В тысяче вещей, вглядевшись, Петрарка видит одну донну Лауру, она и есть мир (Книга песен 127, 14; 334, 4), и как она мир предстает ему хрупким, уязвимым созданием. Вдобавок к общему ожиданию конца истории и последнего суда, не говоря уже о чуме, сгубившей на его глазах треть населения Европы (в Сиене и Пизе в 1348 умерло больше половины жителей), даже отвлекаясь от сопоставления расколотых республик и мелких тираний Италии с былым величием Рима, он из опыта своей много видевшей жизни выводит, что порядок везде сменяется раздором, достаток скудостью, благополучие тревогой (Старч.
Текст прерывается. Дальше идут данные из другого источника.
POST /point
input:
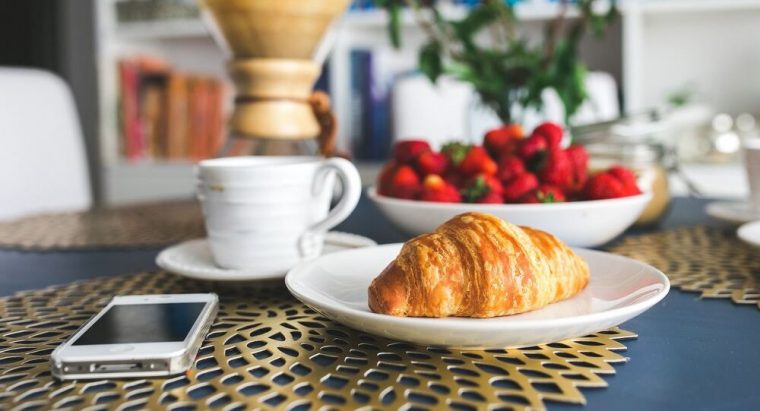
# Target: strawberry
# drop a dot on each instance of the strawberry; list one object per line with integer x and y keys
{"x": 482, "y": 187}
{"x": 531, "y": 146}
{"x": 603, "y": 186}
{"x": 470, "y": 160}
{"x": 455, "y": 179}
{"x": 579, "y": 160}
{"x": 552, "y": 132}
{"x": 385, "y": 179}
{"x": 477, "y": 161}
{"x": 431, "y": 162}
{"x": 491, "y": 198}
{"x": 435, "y": 188}
{"x": 556, "y": 169}
{"x": 548, "y": 193}
{"x": 406, "y": 151}
{"x": 509, "y": 167}
{"x": 405, "y": 183}
{"x": 519, "y": 186}
{"x": 502, "y": 140}
{"x": 627, "y": 178}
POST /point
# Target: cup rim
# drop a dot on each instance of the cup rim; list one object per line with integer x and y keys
{"x": 256, "y": 162}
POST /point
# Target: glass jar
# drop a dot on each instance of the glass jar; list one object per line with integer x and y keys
{"x": 650, "y": 162}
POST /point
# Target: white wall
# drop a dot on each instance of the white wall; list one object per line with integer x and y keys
{"x": 717, "y": 51}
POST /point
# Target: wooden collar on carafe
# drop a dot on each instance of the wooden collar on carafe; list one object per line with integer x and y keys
{"x": 272, "y": 98}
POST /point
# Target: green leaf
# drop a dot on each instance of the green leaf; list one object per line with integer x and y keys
{"x": 430, "y": 61}
{"x": 476, "y": 190}
{"x": 455, "y": 151}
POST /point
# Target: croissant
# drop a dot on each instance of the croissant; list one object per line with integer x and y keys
{"x": 477, "y": 265}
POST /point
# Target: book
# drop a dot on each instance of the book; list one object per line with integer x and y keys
{"x": 168, "y": 114}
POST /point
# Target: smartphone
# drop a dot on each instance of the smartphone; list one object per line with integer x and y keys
{"x": 138, "y": 336}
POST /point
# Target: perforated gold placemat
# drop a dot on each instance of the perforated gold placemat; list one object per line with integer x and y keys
{"x": 710, "y": 261}
{"x": 134, "y": 226}
{"x": 267, "y": 350}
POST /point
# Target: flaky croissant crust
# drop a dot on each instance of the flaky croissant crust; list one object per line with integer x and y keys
{"x": 477, "y": 265}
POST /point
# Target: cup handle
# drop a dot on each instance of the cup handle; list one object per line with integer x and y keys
{"x": 352, "y": 188}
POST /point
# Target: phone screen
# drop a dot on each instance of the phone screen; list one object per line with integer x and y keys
{"x": 142, "y": 323}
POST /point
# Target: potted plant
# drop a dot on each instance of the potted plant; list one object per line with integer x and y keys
{"x": 508, "y": 72}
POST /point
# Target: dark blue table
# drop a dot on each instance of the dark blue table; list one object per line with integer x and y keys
{"x": 691, "y": 353}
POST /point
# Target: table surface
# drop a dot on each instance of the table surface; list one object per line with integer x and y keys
{"x": 691, "y": 353}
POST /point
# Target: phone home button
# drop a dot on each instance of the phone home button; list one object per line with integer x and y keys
{"x": 121, "y": 348}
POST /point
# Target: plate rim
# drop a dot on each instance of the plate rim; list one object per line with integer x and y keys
{"x": 226, "y": 275}
{"x": 466, "y": 324}
{"x": 372, "y": 193}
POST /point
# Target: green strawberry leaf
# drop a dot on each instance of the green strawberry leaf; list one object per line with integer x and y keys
{"x": 475, "y": 191}
{"x": 455, "y": 151}
{"x": 546, "y": 198}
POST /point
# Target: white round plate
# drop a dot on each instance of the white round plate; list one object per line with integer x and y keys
{"x": 193, "y": 258}
{"x": 735, "y": 212}
{"x": 577, "y": 223}
{"x": 750, "y": 233}
{"x": 620, "y": 289}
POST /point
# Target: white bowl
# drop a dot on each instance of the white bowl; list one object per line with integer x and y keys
{"x": 577, "y": 223}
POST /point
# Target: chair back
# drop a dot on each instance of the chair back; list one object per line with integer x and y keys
{"x": 43, "y": 165}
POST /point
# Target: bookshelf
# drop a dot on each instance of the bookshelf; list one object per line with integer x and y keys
{"x": 187, "y": 44}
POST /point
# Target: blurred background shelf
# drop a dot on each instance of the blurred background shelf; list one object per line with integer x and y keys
{"x": 167, "y": 29}
{"x": 638, "y": 53}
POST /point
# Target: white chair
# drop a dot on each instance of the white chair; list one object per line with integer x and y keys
{"x": 43, "y": 165}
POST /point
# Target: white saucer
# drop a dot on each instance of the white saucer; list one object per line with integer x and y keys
{"x": 736, "y": 212}
{"x": 750, "y": 233}
{"x": 193, "y": 258}
{"x": 620, "y": 289}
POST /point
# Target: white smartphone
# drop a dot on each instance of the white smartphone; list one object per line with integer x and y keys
{"x": 138, "y": 336}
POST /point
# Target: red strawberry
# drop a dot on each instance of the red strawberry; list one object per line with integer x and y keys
{"x": 548, "y": 193}
{"x": 491, "y": 198}
{"x": 477, "y": 161}
{"x": 385, "y": 179}
{"x": 405, "y": 183}
{"x": 579, "y": 160}
{"x": 531, "y": 146}
{"x": 627, "y": 178}
{"x": 509, "y": 167}
{"x": 503, "y": 139}
{"x": 519, "y": 186}
{"x": 603, "y": 186}
{"x": 557, "y": 169}
{"x": 408, "y": 150}
{"x": 552, "y": 132}
{"x": 431, "y": 162}
{"x": 434, "y": 188}
{"x": 480, "y": 187}
{"x": 470, "y": 160}
{"x": 455, "y": 179}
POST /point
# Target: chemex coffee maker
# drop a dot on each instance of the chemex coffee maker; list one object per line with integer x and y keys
{"x": 275, "y": 50}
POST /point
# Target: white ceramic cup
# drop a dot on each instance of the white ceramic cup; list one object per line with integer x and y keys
{"x": 265, "y": 214}
{"x": 751, "y": 150}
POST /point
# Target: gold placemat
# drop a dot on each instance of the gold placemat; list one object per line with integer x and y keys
{"x": 710, "y": 261}
{"x": 268, "y": 350}
{"x": 134, "y": 226}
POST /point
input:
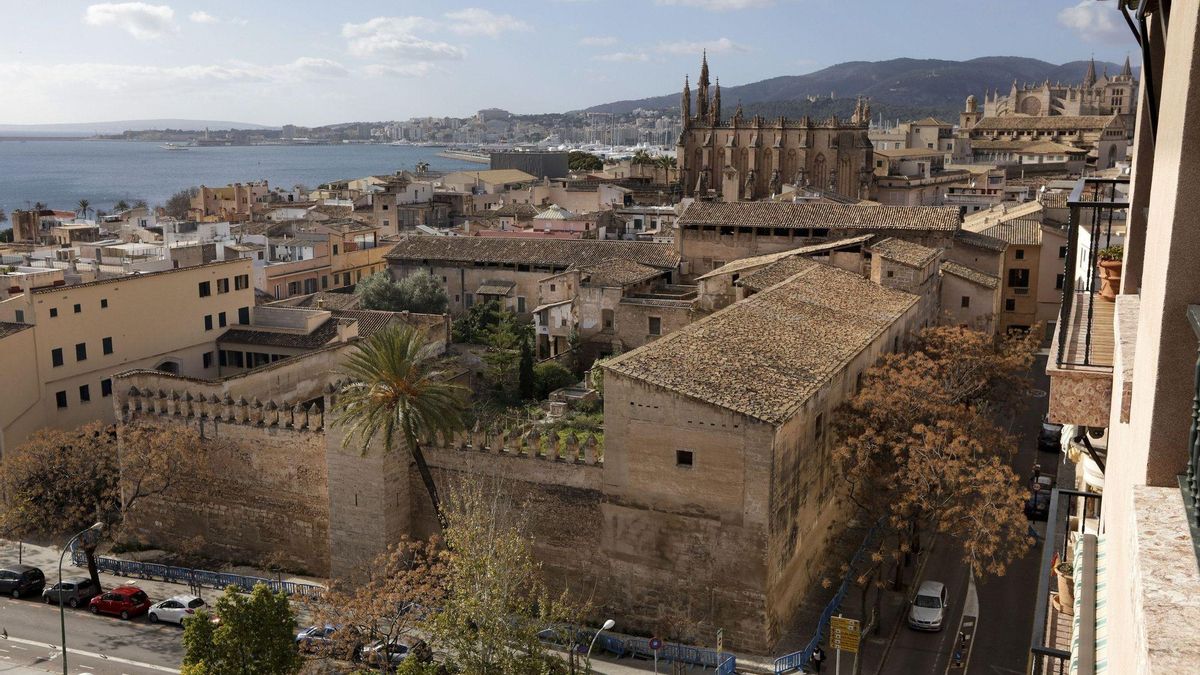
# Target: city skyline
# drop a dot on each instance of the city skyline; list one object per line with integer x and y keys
{"x": 276, "y": 64}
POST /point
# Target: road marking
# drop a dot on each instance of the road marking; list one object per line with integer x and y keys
{"x": 58, "y": 650}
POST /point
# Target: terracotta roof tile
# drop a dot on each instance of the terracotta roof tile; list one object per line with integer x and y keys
{"x": 767, "y": 354}
{"x": 835, "y": 216}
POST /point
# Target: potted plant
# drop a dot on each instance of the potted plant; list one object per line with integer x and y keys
{"x": 1066, "y": 573}
{"x": 1110, "y": 272}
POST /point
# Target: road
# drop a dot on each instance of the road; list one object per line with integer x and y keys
{"x": 1001, "y": 641}
{"x": 100, "y": 645}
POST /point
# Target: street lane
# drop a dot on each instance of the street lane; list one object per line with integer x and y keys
{"x": 33, "y": 629}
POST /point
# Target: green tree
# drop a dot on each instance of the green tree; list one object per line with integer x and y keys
{"x": 579, "y": 160}
{"x": 397, "y": 392}
{"x": 415, "y": 293}
{"x": 256, "y": 635}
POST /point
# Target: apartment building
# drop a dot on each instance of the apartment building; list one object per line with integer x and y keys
{"x": 61, "y": 345}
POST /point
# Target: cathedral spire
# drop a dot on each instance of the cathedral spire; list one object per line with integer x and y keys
{"x": 717, "y": 105}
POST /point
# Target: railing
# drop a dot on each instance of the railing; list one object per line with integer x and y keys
{"x": 797, "y": 661}
{"x": 1047, "y": 659}
{"x": 1189, "y": 482}
{"x": 192, "y": 577}
{"x": 1095, "y": 204}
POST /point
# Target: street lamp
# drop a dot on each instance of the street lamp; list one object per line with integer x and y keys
{"x": 607, "y": 626}
{"x": 63, "y": 619}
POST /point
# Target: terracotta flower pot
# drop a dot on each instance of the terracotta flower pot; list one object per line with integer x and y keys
{"x": 1110, "y": 279}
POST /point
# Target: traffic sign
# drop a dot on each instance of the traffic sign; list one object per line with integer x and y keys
{"x": 844, "y": 633}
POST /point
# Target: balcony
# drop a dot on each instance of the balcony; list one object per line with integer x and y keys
{"x": 1083, "y": 348}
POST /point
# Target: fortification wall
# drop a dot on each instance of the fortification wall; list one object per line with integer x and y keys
{"x": 265, "y": 489}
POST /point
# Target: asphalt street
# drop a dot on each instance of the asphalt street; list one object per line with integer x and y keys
{"x": 1001, "y": 640}
{"x": 101, "y": 645}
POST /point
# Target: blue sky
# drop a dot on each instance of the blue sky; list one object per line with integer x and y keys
{"x": 276, "y": 61}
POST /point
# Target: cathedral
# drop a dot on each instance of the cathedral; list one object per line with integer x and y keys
{"x": 1095, "y": 96}
{"x": 744, "y": 159}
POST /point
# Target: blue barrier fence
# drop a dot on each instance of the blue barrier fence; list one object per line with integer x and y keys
{"x": 723, "y": 662}
{"x": 796, "y": 661}
{"x": 192, "y": 577}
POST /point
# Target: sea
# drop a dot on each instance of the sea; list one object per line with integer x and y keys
{"x": 59, "y": 173}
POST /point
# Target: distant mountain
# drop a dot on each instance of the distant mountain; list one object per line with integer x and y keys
{"x": 904, "y": 88}
{"x": 123, "y": 125}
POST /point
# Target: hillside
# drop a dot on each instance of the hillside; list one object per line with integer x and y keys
{"x": 898, "y": 88}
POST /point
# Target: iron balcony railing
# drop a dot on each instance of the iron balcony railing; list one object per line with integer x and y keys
{"x": 1065, "y": 505}
{"x": 1098, "y": 208}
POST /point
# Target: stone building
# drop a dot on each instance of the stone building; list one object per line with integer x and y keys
{"x": 751, "y": 159}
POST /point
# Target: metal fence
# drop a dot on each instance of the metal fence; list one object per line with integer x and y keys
{"x": 796, "y": 661}
{"x": 192, "y": 577}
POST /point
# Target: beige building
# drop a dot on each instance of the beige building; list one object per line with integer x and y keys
{"x": 75, "y": 339}
{"x": 1123, "y": 377}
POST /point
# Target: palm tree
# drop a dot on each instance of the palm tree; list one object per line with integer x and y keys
{"x": 396, "y": 389}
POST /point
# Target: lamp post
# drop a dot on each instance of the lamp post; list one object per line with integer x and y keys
{"x": 607, "y": 626}
{"x": 63, "y": 619}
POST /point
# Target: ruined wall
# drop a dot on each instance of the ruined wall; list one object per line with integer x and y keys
{"x": 264, "y": 491}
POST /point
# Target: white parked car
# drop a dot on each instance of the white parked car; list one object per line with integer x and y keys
{"x": 928, "y": 609}
{"x": 174, "y": 610}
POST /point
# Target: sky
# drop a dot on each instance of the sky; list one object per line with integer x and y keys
{"x": 312, "y": 63}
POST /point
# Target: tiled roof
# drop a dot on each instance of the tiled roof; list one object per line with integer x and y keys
{"x": 7, "y": 328}
{"x": 973, "y": 275}
{"x": 838, "y": 216}
{"x": 767, "y": 258}
{"x": 1049, "y": 123}
{"x": 775, "y": 273}
{"x": 557, "y": 252}
{"x": 981, "y": 240}
{"x": 905, "y": 252}
{"x": 767, "y": 354}
{"x": 618, "y": 272}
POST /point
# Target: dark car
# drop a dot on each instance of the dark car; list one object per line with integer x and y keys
{"x": 19, "y": 580}
{"x": 124, "y": 601}
{"x": 1049, "y": 436}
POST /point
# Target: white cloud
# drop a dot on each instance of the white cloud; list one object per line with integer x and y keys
{"x": 1093, "y": 22}
{"x": 719, "y": 5}
{"x": 139, "y": 19}
{"x": 474, "y": 21}
{"x": 714, "y": 46}
{"x": 599, "y": 41}
{"x": 623, "y": 57}
{"x": 394, "y": 39}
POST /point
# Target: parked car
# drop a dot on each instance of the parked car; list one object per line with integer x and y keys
{"x": 73, "y": 591}
{"x": 1050, "y": 436}
{"x": 123, "y": 601}
{"x": 19, "y": 580}
{"x": 928, "y": 609}
{"x": 174, "y": 610}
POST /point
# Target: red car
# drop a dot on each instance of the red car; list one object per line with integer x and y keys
{"x": 124, "y": 601}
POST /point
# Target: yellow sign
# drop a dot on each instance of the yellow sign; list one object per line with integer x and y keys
{"x": 844, "y": 633}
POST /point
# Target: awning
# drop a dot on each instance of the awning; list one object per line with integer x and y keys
{"x": 496, "y": 288}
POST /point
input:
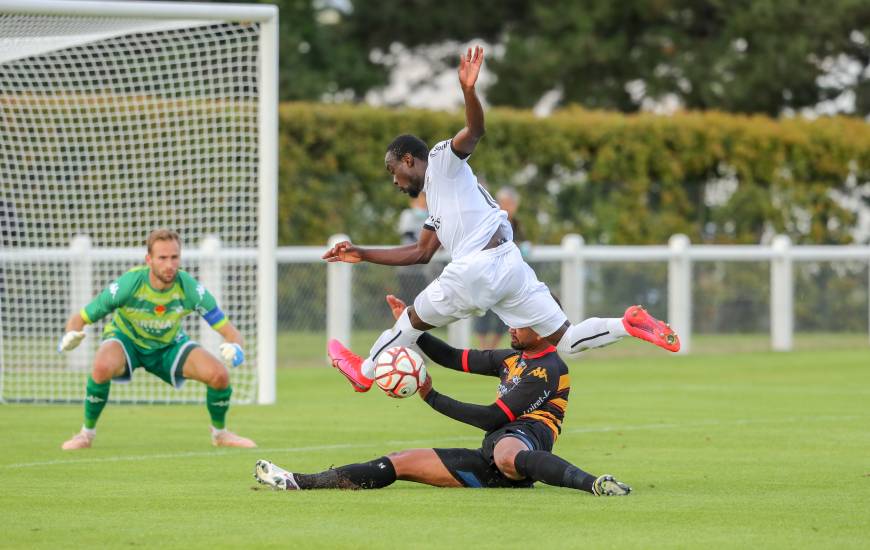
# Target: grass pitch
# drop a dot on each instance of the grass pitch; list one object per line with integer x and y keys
{"x": 722, "y": 450}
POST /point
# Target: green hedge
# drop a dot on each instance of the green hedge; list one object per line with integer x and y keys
{"x": 614, "y": 178}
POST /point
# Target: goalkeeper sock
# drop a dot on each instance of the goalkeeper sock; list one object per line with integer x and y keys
{"x": 368, "y": 475}
{"x": 594, "y": 332}
{"x": 552, "y": 470}
{"x": 218, "y": 402}
{"x": 96, "y": 396}
{"x": 402, "y": 334}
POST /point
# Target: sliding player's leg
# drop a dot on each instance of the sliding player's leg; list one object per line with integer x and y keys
{"x": 522, "y": 451}
{"x": 109, "y": 362}
{"x": 200, "y": 365}
{"x": 419, "y": 465}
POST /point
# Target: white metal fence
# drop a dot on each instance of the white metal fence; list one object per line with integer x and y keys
{"x": 339, "y": 298}
{"x": 575, "y": 258}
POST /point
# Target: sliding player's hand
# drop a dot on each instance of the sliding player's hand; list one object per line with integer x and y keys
{"x": 425, "y": 388}
{"x": 397, "y": 306}
{"x": 70, "y": 340}
{"x": 343, "y": 251}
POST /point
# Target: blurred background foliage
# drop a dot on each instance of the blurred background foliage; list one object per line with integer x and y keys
{"x": 731, "y": 166}
{"x": 613, "y": 178}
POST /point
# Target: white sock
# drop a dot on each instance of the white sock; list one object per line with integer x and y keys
{"x": 402, "y": 334}
{"x": 594, "y": 332}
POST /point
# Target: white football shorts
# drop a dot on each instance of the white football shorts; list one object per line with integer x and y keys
{"x": 497, "y": 279}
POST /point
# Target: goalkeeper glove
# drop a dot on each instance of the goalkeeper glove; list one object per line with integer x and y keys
{"x": 70, "y": 340}
{"x": 232, "y": 354}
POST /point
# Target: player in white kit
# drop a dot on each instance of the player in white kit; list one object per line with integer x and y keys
{"x": 486, "y": 270}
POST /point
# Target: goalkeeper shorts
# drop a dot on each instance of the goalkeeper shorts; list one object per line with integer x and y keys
{"x": 165, "y": 363}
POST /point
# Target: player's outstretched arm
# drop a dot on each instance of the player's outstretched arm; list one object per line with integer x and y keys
{"x": 469, "y": 69}
{"x": 416, "y": 253}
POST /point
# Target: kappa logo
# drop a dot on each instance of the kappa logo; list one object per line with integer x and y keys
{"x": 540, "y": 373}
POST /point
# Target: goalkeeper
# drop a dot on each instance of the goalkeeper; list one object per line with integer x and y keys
{"x": 149, "y": 303}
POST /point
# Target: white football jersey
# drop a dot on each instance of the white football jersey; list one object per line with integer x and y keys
{"x": 461, "y": 212}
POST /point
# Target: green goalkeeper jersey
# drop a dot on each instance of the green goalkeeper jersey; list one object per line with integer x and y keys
{"x": 152, "y": 318}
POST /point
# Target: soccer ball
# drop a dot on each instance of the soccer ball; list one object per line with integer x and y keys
{"x": 400, "y": 371}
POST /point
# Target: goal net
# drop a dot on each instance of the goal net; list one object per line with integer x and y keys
{"x": 115, "y": 119}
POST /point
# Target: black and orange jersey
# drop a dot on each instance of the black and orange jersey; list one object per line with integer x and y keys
{"x": 532, "y": 387}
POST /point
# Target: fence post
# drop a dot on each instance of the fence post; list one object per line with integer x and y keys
{"x": 339, "y": 297}
{"x": 781, "y": 295}
{"x": 680, "y": 290}
{"x": 573, "y": 278}
{"x": 211, "y": 277}
{"x": 81, "y": 292}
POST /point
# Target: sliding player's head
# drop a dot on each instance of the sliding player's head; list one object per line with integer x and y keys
{"x": 525, "y": 338}
{"x": 406, "y": 160}
{"x": 164, "y": 254}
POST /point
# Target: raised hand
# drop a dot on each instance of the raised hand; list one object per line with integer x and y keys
{"x": 343, "y": 251}
{"x": 397, "y": 306}
{"x": 469, "y": 67}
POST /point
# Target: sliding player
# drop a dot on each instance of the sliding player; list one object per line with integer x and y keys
{"x": 521, "y": 427}
{"x": 149, "y": 303}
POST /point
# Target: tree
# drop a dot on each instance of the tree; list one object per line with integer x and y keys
{"x": 746, "y": 56}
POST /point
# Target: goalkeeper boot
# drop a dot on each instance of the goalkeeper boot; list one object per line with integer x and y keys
{"x": 607, "y": 486}
{"x": 274, "y": 476}
{"x": 349, "y": 364}
{"x": 226, "y": 438}
{"x": 640, "y": 324}
{"x": 81, "y": 440}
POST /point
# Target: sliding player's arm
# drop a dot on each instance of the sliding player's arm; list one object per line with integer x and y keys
{"x": 420, "y": 252}
{"x": 526, "y": 396}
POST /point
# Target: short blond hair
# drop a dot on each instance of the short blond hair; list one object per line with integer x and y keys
{"x": 162, "y": 235}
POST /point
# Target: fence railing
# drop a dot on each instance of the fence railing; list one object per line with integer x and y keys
{"x": 679, "y": 254}
{"x": 573, "y": 255}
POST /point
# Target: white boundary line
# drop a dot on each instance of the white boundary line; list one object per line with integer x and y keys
{"x": 427, "y": 442}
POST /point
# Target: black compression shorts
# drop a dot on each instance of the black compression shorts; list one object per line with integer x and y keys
{"x": 476, "y": 467}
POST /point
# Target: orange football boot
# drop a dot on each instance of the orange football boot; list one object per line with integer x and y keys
{"x": 640, "y": 324}
{"x": 349, "y": 364}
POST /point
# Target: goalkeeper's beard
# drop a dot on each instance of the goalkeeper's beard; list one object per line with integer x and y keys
{"x": 167, "y": 279}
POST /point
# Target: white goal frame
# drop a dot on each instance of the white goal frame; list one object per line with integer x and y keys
{"x": 267, "y": 17}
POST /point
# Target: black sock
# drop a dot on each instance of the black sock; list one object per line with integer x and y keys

Х 2 «Гвидо Сетте, архиепископу Генуэзскому, об изменении времен»), мир тает, и осталось утешаться разве только тем, что не пришлось родиться позже, когда его состояние будет хуже.

Презрение к миру потеряло былую блестящую остроту и стало отзывать ненавистной школой. Что для Августина было подвигом, для Петрарки стало бы малодушием. Его обещание Августину: «Помогу себе в меру сил, соберу разбросанные осколки души и неотступно буду пребывать с собой», конечно, искренне. Но получается так, что именно ради его исполнения не надо оставлять мира: «Признаю, и только для того спешу теперь так к остальным делам, чтобы выполнив их вернуться к этим, – хорошо зная, как ты сейчас говорил, что мне было бы намного надежней следовать одному только тому занятию и, минуя переулки, встать на прямой путь спасения. Но обуздать свое желание не могу». И Августин мирится с ним: «Пусть всё идет так, раз нельзя иначе; молитвенно прошу Бога сопутствовать тебе и привести твои, пусть блуждающие, стопы в безопасное место». «Да сбудется со мной то, о чем просишь, да выйду цел из всех странствий, ведомый Богом, и, следуя его голосу, не взметаю пыль себе же в глаза; пусть улягутся волнения души, молчит мир и не противится судьба».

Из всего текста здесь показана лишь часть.